Adisu conduit un taxi, sans vraiment trop y croire, prenant d'intenses respirations existentielles afin de repenser au fil brisé de son existence.
Dans les années 1970, la guerre fait rage dans son Éthiopie natale... alors qu'il y menait une existence sereine de jeune pécheur, un art qui lui fut inculqué par son bienveillant grand-père, un jour l'enfer s'abat sur son village, sur les siens. Ils s'en sort de justesse, mais perd une bonne partie de son audition. Dans cet état de choc, privé de l'un de ses sens, il marche à travers le désert, passe de frontière en frontière. 40 ans plus tard, souvent mis à mal par un patron abusif, Adisu se rappelle souvent à ce long chemin. Il "(re)compte" les pas effectués.

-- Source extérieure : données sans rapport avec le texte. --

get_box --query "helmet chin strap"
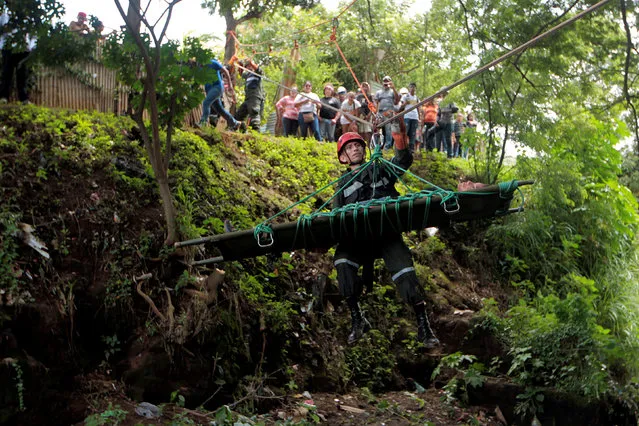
[345,151,365,166]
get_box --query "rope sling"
[252,142,524,248]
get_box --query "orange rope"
[234,38,331,60]
[227,0,360,49]
[330,27,375,112]
[335,0,360,19]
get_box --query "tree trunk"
[156,173,178,246]
[127,0,142,34]
[224,11,237,63]
[146,74,179,245]
[223,10,238,114]
[135,116,179,246]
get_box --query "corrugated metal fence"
[29,44,205,125]
[31,44,129,114]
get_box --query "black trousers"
[333,234,425,305]
[424,122,437,151]
[235,94,263,129]
[0,50,30,102]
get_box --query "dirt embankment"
[1,106,635,425]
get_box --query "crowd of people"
[271,76,479,158]
[197,58,480,159]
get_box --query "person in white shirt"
[340,92,361,134]
[400,83,422,152]
[294,81,322,141]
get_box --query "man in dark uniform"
[333,132,440,348]
[235,59,264,130]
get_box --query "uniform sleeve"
[333,180,346,208]
[333,173,353,209]
[333,192,345,209]
[391,147,413,174]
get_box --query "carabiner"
[257,232,275,248]
[443,198,460,215]
[370,128,383,150]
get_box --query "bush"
[345,330,396,390]
[485,118,639,406]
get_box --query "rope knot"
[370,150,383,162]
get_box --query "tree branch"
[366,0,374,27]
[511,63,536,89]
[114,0,158,103]
[136,280,167,322]
[164,287,175,333]
[158,0,183,54]
[237,8,264,25]
[619,0,639,150]
[164,92,178,169]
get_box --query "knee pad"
[335,258,360,298]
[393,267,424,305]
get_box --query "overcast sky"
[59,0,430,46]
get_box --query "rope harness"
[253,144,524,247]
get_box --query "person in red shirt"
[422,100,438,151]
[276,86,300,137]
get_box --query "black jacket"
[333,148,413,208]
[437,102,458,124]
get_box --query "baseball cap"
[337,86,347,94]
[399,87,409,95]
[382,76,392,82]
[78,12,87,20]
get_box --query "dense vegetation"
[1,0,639,424]
[1,101,638,424]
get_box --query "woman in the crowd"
[276,86,300,137]
[318,84,341,142]
[294,81,322,141]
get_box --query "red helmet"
[337,132,366,164]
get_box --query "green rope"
[253,146,524,245]
[421,195,431,229]
[255,158,373,244]
[498,180,519,198]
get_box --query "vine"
[10,359,26,412]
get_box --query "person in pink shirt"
[276,86,300,137]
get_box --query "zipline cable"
[377,0,614,129]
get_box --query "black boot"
[415,303,440,349]
[347,297,371,344]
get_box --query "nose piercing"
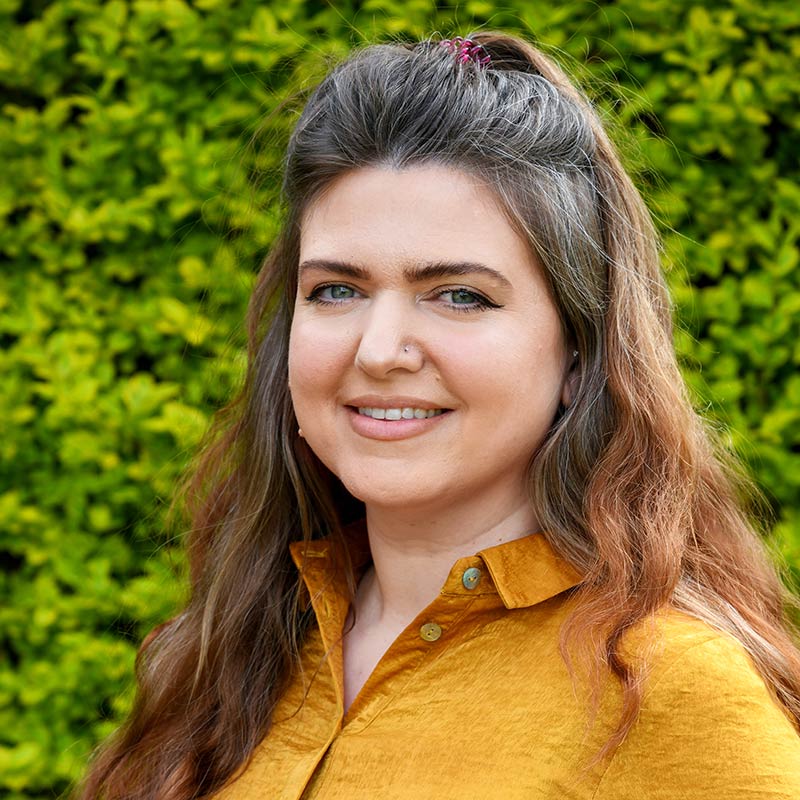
[404,346,410,353]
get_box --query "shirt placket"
[341,589,480,731]
[299,554,502,800]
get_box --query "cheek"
[288,318,350,412]
[456,325,565,417]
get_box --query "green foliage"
[1,1,798,796]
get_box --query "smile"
[357,407,446,420]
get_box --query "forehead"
[298,165,536,275]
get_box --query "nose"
[354,294,424,378]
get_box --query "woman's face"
[289,165,576,514]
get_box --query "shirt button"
[462,567,482,590]
[419,622,442,642]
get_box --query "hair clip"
[439,37,491,68]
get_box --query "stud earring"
[298,427,305,438]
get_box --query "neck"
[356,483,541,627]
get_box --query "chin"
[340,475,441,511]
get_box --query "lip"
[344,405,453,441]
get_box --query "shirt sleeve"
[592,632,800,799]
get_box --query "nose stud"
[355,342,418,375]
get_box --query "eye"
[305,284,360,305]
[435,287,501,313]
[448,289,482,305]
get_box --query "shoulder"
[631,609,792,711]
[618,609,798,737]
[592,608,800,800]
[626,609,773,693]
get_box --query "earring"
[572,350,578,359]
[298,427,305,438]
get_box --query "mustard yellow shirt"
[215,523,800,799]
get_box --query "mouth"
[343,404,453,440]
[351,405,450,421]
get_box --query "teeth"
[357,407,445,420]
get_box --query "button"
[462,566,482,590]
[419,622,442,642]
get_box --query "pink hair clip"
[439,37,491,68]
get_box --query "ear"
[560,349,580,408]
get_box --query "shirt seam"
[589,632,723,800]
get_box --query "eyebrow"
[297,258,513,289]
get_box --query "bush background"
[2,0,799,796]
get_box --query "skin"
[288,164,578,712]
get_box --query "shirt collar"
[289,518,583,612]
[477,531,583,608]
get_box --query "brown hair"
[76,30,800,799]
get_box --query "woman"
[78,31,800,799]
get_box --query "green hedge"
[1,1,798,797]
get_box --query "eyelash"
[304,284,501,314]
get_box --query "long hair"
[76,31,800,799]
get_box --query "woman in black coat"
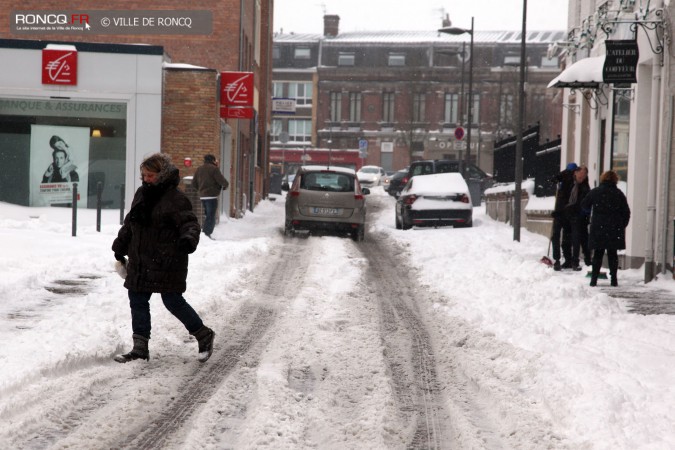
[580,170,631,287]
[112,153,215,363]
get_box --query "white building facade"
[551,0,674,281]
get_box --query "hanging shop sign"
[42,48,78,85]
[603,40,639,84]
[220,71,254,107]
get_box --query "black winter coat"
[552,169,575,216]
[112,169,201,293]
[580,181,631,250]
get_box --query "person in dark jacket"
[191,154,229,239]
[112,153,215,363]
[581,170,631,287]
[565,165,591,271]
[550,162,578,271]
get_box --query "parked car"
[356,165,386,187]
[406,160,494,201]
[386,168,409,198]
[283,165,370,241]
[395,172,473,229]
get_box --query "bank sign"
[42,49,77,85]
[603,40,639,84]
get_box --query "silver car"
[283,165,370,241]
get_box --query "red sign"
[42,49,77,85]
[220,71,254,107]
[454,126,465,141]
[220,106,254,119]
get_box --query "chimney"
[442,14,451,28]
[324,15,340,37]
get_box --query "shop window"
[0,98,127,209]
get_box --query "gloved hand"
[178,237,194,254]
[114,253,127,265]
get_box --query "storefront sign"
[220,72,254,107]
[272,98,296,114]
[0,98,126,119]
[603,40,639,84]
[42,49,77,85]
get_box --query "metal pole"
[513,0,527,242]
[465,17,474,170]
[96,181,102,232]
[71,182,78,237]
[119,183,125,225]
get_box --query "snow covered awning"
[547,55,605,89]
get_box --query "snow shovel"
[540,224,554,267]
[541,238,554,266]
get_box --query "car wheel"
[284,219,294,236]
[352,225,365,242]
[401,212,412,230]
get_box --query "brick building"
[272,15,564,175]
[0,1,273,217]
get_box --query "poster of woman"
[30,125,89,207]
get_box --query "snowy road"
[0,193,572,449]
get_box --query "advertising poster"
[30,124,89,207]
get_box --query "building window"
[444,93,458,124]
[294,48,311,59]
[288,119,312,142]
[470,93,480,125]
[330,92,342,122]
[413,93,426,122]
[288,82,313,105]
[272,82,284,98]
[388,53,405,66]
[541,56,559,68]
[349,92,362,122]
[273,46,280,59]
[271,119,282,140]
[383,92,395,122]
[500,94,514,126]
[338,52,355,66]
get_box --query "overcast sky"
[273,0,568,34]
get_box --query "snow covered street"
[1,188,675,449]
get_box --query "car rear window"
[436,162,460,173]
[411,163,433,176]
[300,172,354,192]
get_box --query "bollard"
[96,181,103,232]
[119,183,125,225]
[71,182,78,237]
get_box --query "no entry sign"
[454,126,465,141]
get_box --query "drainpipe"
[660,95,673,274]
[644,56,661,282]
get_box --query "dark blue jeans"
[128,291,204,338]
[201,198,218,236]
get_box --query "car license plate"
[312,207,340,215]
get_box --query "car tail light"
[401,176,409,185]
[403,194,417,205]
[459,194,470,203]
[354,194,364,200]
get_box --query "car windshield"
[359,167,379,174]
[300,172,354,192]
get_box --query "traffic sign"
[358,139,368,158]
[454,127,465,141]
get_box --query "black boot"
[610,275,618,287]
[191,326,215,363]
[114,334,149,363]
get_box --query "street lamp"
[439,17,474,171]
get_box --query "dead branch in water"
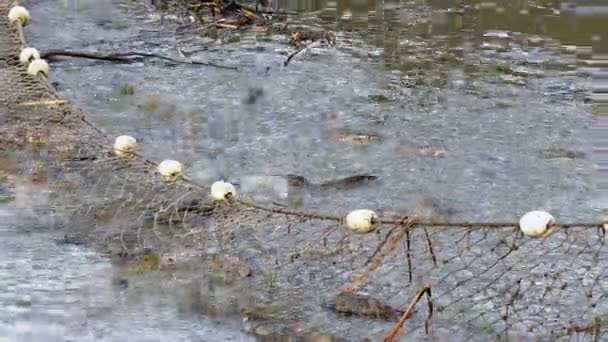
[40,50,239,70]
[283,41,322,66]
[383,285,433,342]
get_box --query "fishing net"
[1,1,607,340]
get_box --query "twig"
[363,219,405,267]
[383,285,433,342]
[236,198,343,222]
[405,229,413,283]
[345,218,416,293]
[283,41,322,67]
[214,23,239,30]
[40,50,239,70]
[16,99,68,107]
[423,227,438,266]
[291,223,339,260]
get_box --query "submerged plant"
[127,252,160,274]
[119,84,135,96]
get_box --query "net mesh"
[1,1,607,340]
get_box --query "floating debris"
[398,145,447,158]
[483,30,511,39]
[541,148,585,160]
[335,129,383,145]
[207,254,252,283]
[126,249,161,274]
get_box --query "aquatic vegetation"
[127,252,160,274]
[494,64,512,74]
[334,129,383,145]
[261,271,280,290]
[119,84,135,96]
[541,148,585,161]
[207,254,252,284]
[141,96,161,112]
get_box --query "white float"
[211,181,236,201]
[158,160,183,183]
[19,47,40,65]
[519,210,555,238]
[346,209,379,234]
[113,135,137,157]
[27,59,49,76]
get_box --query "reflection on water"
[276,0,608,72]
[280,0,607,42]
[274,0,608,215]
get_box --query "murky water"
[3,0,607,340]
[23,0,605,222]
[0,198,254,342]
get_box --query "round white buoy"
[113,135,137,157]
[345,209,379,234]
[19,47,40,65]
[210,181,236,201]
[158,160,183,183]
[27,59,49,77]
[8,6,30,26]
[519,210,555,238]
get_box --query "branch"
[283,41,322,67]
[40,50,239,70]
[383,285,433,342]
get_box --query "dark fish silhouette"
[285,174,378,191]
[322,292,404,320]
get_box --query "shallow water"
[4,0,608,340]
[23,0,605,222]
[0,208,253,342]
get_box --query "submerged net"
[1,1,607,340]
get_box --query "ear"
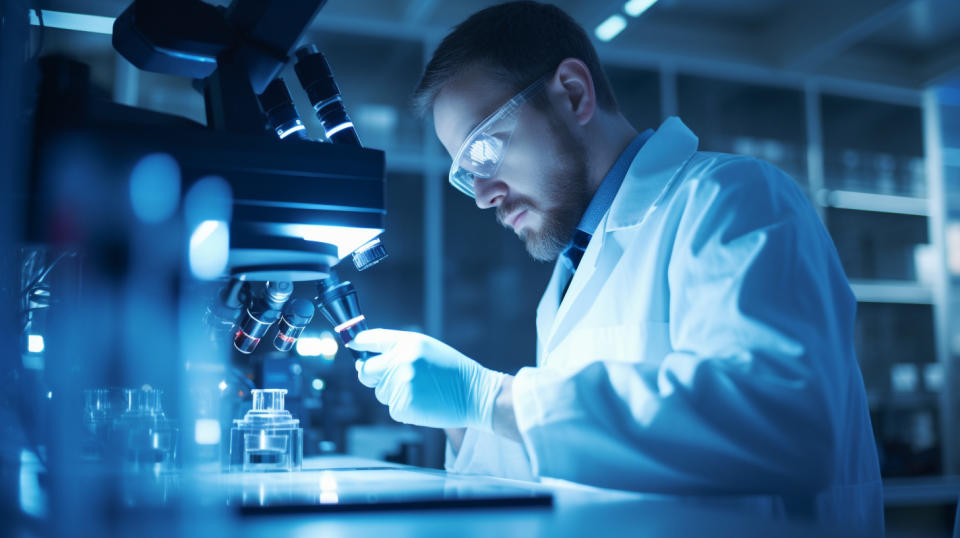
[550,58,597,126]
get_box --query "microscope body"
[17,2,388,517]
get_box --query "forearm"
[492,374,521,442]
[445,427,466,454]
[447,374,520,455]
[510,358,833,493]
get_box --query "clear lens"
[465,135,504,170]
[448,77,545,198]
[449,167,476,197]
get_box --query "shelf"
[849,280,934,304]
[883,475,960,507]
[817,189,929,216]
[868,391,939,410]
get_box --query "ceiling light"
[623,0,659,17]
[595,15,627,42]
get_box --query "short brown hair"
[412,1,618,117]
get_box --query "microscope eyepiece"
[294,45,361,146]
[258,77,307,140]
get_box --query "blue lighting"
[154,45,217,65]
[188,220,229,279]
[278,123,307,139]
[282,224,382,259]
[325,122,354,138]
[29,10,115,35]
[623,0,659,17]
[129,153,181,224]
[595,15,627,42]
[27,334,44,354]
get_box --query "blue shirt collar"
[574,129,654,236]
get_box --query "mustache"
[496,199,535,227]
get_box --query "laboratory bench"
[10,455,867,537]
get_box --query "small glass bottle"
[228,389,302,472]
[113,388,178,473]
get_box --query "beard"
[496,120,590,262]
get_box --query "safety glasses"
[448,77,547,198]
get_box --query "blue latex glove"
[347,329,505,432]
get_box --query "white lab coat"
[446,117,884,533]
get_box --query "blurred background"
[11,0,960,534]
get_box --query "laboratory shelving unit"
[41,10,957,481]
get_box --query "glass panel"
[857,303,937,392]
[821,95,924,196]
[677,75,807,186]
[603,65,661,132]
[827,209,928,281]
[857,303,940,477]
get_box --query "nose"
[473,177,507,209]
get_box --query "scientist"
[347,1,882,532]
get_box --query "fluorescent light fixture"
[282,224,382,259]
[27,334,44,354]
[29,10,115,35]
[623,0,659,17]
[595,15,627,42]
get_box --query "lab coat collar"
[536,117,699,356]
[605,116,699,231]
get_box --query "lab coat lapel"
[541,117,699,353]
[545,223,621,353]
[535,260,569,363]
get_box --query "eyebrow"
[456,102,500,151]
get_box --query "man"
[347,1,883,532]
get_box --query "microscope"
[16,0,386,505]
[108,0,386,358]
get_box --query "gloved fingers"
[346,328,406,353]
[356,352,395,388]
[373,357,411,406]
[387,386,413,424]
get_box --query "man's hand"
[348,329,505,432]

L'éclat furtif de l'ombre, long-métrage belgo-allemand, a été réalisé par Alain-Pascal Housiaux et Patrick Dechesne (ils ont officié sur Visage de Tsaï Ming-Liang et le très beau Téza de Hailé Gérima), avec une incroyable retenue. Film suggestif, cinéma d'errance, gardant plus le focus sur des visages et des moments quasi "oniriques", ce voyage au plus profond d'une âme humaine laisse l'explicite au vestiaire, se joue de la déconstruction narrative, et prend parfois un moment de flottement pour nous montrer en gros plans (magnifiques) le visage d'Adisu âgé (interprété par Joseph Farroul).
Si l'ombre de la guerre et de Mangistu (tout comme dans Terza) planent, nous n'en percevons que l'éclat furtif, afin de ne jamais abandonner le personnage principal.